Brexit will leap back to centre stage now that the new UK Prime Minister, Boris Johnson, has been selected.
Already Moody’s and Goldman Sachs’ analysts, among others, have warned of an increased likelihood for the UK leaving the world’s biggest free trade area without an agreement on divorcing terms or an outline of new trading terms.
Markets have been preparing for this since early May, with Sterling having in the interim declined by about 6% in trade-weighted terms, with the currency back to about 15% below where it was just before the vote to leave the EU in June 2016. Boris campaigned strongly on a Brexit “at all costs” ticket, clearly advocating leaving without a deal on October 31 should Brussels not give any ground on the Northern Ireland backstop issue. And Brussels’ red lines look iron cast with the European Commission’s first vice president, Frans Timmermans, announcing that there would be no renegotiation in a press conference timed to coincide with Johnson’s appointment as new Tory party leader.
The EU commissioner Vytenis Andriukaitis also warned in a blog post of “cheap promises, simplified visions, blatantly evident incorrect statements,” although promising that “we will hear what the new prime minister has to say when he comes to Brussels.” Johnson finds himself as leader of a weak minority government in a parliament that is sharply divided on Brexit.
Given the above, along with recent polling and the recent parliamentary amendment aimed at blocking the new PM from proroguing parliament (to force through a no-deal Brexit), there is a chance he will risk calling a general election.

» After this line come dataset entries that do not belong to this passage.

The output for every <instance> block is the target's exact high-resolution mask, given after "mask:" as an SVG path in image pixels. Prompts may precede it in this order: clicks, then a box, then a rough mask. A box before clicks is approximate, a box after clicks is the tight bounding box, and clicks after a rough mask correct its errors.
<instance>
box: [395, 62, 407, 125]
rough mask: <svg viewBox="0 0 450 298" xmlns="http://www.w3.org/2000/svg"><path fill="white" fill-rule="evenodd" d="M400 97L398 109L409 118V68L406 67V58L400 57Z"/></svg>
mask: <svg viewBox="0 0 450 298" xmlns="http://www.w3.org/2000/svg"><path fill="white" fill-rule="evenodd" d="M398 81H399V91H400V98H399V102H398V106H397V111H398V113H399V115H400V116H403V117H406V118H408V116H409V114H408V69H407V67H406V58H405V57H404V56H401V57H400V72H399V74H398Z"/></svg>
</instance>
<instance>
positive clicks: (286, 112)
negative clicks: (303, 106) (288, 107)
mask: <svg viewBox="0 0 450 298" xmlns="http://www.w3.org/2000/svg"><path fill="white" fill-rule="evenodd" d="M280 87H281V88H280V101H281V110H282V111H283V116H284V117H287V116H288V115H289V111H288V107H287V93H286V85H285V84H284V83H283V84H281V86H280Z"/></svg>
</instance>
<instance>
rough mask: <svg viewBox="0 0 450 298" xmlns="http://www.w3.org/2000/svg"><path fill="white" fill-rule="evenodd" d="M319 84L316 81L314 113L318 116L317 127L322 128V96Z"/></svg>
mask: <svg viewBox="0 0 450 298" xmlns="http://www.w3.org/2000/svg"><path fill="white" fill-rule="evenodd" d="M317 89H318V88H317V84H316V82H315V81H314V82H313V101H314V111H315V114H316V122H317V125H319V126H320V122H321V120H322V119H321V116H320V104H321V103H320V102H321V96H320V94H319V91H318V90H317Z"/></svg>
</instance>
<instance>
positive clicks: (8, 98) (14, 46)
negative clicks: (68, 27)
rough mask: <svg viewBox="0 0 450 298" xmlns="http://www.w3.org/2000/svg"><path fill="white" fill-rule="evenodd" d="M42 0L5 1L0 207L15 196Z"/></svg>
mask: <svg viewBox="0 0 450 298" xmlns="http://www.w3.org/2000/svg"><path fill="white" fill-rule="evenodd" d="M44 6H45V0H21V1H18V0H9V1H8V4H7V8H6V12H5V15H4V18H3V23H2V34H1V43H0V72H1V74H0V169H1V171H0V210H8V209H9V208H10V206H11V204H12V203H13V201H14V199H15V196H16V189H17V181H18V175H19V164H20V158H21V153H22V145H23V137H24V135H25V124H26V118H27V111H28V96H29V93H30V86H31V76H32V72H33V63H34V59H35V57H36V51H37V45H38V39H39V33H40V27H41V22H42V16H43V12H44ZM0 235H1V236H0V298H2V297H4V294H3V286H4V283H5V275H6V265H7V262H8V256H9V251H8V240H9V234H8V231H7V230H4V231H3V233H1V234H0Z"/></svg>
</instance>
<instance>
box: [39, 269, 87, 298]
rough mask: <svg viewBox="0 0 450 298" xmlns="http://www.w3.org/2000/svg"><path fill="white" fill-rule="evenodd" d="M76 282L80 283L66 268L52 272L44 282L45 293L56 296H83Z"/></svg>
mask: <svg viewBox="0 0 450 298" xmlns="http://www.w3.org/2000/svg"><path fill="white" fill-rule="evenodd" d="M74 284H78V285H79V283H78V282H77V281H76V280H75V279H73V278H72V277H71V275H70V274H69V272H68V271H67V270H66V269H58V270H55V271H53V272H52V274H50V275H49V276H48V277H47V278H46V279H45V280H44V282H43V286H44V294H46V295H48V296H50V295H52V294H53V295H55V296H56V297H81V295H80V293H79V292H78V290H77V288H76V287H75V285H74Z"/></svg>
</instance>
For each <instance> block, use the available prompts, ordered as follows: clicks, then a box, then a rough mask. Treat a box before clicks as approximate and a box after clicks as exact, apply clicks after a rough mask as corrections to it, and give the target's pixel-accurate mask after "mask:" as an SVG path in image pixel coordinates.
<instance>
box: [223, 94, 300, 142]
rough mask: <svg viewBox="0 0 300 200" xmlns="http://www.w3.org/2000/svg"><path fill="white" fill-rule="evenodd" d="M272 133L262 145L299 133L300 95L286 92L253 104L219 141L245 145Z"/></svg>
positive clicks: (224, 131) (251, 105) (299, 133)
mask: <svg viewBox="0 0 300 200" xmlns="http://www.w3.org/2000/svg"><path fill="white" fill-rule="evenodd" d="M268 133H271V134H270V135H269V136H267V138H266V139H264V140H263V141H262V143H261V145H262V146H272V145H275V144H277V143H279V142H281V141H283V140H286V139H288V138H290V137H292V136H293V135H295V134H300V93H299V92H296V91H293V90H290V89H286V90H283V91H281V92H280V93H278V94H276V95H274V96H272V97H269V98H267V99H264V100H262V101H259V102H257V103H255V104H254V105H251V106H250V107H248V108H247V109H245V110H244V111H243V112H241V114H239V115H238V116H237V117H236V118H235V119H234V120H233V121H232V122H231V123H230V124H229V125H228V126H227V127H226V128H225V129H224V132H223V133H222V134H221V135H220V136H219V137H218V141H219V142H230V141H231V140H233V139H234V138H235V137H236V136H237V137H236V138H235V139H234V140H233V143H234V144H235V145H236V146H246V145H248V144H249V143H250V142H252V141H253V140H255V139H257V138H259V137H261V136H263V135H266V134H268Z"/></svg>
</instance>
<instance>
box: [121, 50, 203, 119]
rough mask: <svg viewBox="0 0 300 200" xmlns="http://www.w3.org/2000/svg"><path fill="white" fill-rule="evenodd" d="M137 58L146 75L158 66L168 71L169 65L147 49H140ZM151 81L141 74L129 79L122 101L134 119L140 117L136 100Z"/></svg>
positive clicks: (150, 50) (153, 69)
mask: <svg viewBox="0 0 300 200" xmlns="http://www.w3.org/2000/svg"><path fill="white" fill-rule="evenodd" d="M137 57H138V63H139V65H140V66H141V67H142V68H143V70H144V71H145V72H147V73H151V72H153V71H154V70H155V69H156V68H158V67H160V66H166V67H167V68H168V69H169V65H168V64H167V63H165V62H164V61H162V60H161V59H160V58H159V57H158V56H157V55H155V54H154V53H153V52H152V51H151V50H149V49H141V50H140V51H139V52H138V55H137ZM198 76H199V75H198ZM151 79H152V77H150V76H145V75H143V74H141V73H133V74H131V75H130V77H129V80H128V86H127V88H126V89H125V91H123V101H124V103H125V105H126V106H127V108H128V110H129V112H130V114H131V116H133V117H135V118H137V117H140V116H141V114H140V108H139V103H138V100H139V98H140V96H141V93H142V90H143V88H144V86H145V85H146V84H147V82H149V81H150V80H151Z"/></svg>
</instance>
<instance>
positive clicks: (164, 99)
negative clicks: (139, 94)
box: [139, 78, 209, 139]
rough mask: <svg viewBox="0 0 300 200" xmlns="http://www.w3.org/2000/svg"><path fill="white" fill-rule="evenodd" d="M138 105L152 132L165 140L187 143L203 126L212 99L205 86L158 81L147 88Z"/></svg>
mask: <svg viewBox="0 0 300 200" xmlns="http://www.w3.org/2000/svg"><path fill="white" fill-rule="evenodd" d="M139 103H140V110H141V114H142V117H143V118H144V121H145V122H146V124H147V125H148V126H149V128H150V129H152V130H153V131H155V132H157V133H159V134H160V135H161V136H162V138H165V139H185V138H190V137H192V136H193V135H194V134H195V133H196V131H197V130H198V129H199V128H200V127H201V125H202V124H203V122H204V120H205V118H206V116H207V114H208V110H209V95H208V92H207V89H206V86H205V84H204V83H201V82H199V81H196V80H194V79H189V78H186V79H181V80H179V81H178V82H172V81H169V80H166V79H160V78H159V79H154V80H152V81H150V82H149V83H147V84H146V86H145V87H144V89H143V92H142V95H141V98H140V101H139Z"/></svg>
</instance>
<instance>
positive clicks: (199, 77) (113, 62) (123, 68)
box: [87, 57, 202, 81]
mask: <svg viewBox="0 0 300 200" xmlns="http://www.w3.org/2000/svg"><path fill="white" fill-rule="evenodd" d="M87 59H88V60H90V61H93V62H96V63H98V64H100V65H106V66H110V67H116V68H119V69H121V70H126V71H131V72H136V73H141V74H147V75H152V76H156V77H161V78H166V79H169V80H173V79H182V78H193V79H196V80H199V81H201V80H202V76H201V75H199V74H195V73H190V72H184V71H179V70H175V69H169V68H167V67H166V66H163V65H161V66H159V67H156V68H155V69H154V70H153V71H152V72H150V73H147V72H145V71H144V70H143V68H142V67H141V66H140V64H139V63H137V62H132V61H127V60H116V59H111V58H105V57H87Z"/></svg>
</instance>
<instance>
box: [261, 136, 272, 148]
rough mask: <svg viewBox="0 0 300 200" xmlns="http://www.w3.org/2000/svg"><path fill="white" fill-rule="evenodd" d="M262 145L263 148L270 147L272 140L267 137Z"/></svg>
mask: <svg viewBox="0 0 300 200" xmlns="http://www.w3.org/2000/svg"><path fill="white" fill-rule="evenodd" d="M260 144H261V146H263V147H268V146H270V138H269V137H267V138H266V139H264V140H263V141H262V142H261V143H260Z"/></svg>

The crowning of Boris Johnson as the new leader of the UK Conservative Party, with Johnson ready to be confirmed as Prime Minister today, is keeping Sterling under pressure, especially with BoE MPC member Saunders describing UK growth as “weak and below trend” in an interview with Bloomberg. Meanwhile, investors are raising their no-deal Brexit bets, which is also fuelling easing expectations.
The Pound has remained under pressure, with Cable holding below 1.2500.
A report by UK think-tank NIESR, meanwhile, that Brexit-related uncertainty may have already tipped the UK economy into recession has also been in the mix of sentiment fodder over the last day.
Despite the correction from 1.2417 lows, the Pound remains in July below 20-day SMA, and below 50- and 200-day SMA since May. Hence, short term or medium term rallies considered as temporary before the reinforcement of another leg lower.
Momentum indicators are extending lower, something that increases the potential of a retest of the recent low at 1.2380. Initial Resistance at $1.2480 and for the day at yesterday’s high at 1.2520.